Je tiens également à remercier M. Michel Mercier, qui, en tant ministre de l'espace rural et de l'aménagement du territoire, a soutenu notre initiative, comme il a eu plusieurs fois l’occasion de le dire.
Le processus législatif, mes chers collègues, a permis d’enrichir et d’améliorer la proposition de loi relative à la lutte contre la fracture numérique que j’ai eu l’honneur de déposer. Ce travail de coproduction législative nous permet aujourd'hui de disposer d’un texte plus complet, puisqu’il traite notamment l’importante question de la couverture territoriale par la télévision numérique. Sur ce sujet, nous sommes parvenus, me semble-t-il, à un dispositif équilibré.
En effet, entre l’augmentation de la puissance des émetteurs, l’amélioration de l’information sur les cartes de couverture, la mise en œuvre du « fonds bis » sans condition de ressources et le financement par l’État des émetteurs des collectivités, la menace de l’écran noir apparaît aujourd'hui définitivement circonscrite.

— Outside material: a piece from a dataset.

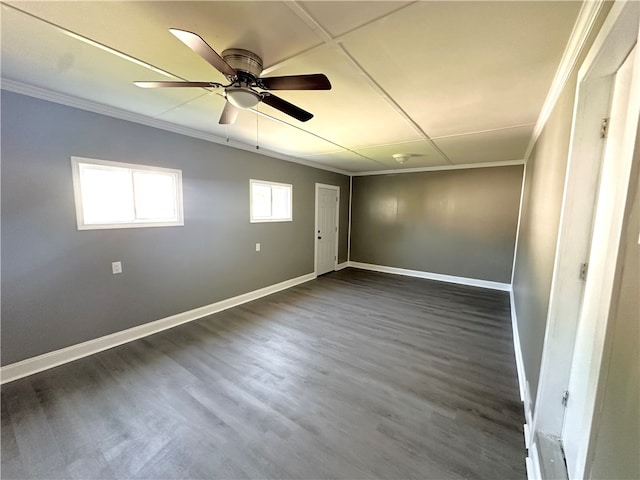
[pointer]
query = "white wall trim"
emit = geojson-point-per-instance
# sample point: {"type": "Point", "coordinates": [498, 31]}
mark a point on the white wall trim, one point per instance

La qualité du travail se retrouve également sur la question du déploiement du très haut débit, ce qui devrait faciliter l’adoption de ce texte, pour rapidement passer à la phase opérationnelle, en particulier celle qui concerne l’élaboration des schémas directeurs territoriaux d’aménagement numérique.
Madame la secrétaire d’État, il y a urgence. Nous assistons depuis quelques mois à une multiplication d’annonces avec le plan fibre optique, les appels à projets pour les zones non traitées et, bien sûr, le grand emprunt, dont l’ambition est de provoquer un nouveau cycle d’investissements notamment en direction des infrastructures du très haut débit. Cette dynamique, pour être optimale et équitable pour le territoire, doit s’appuyer sur les règles de bonnes pratiques contenues dans ce texte.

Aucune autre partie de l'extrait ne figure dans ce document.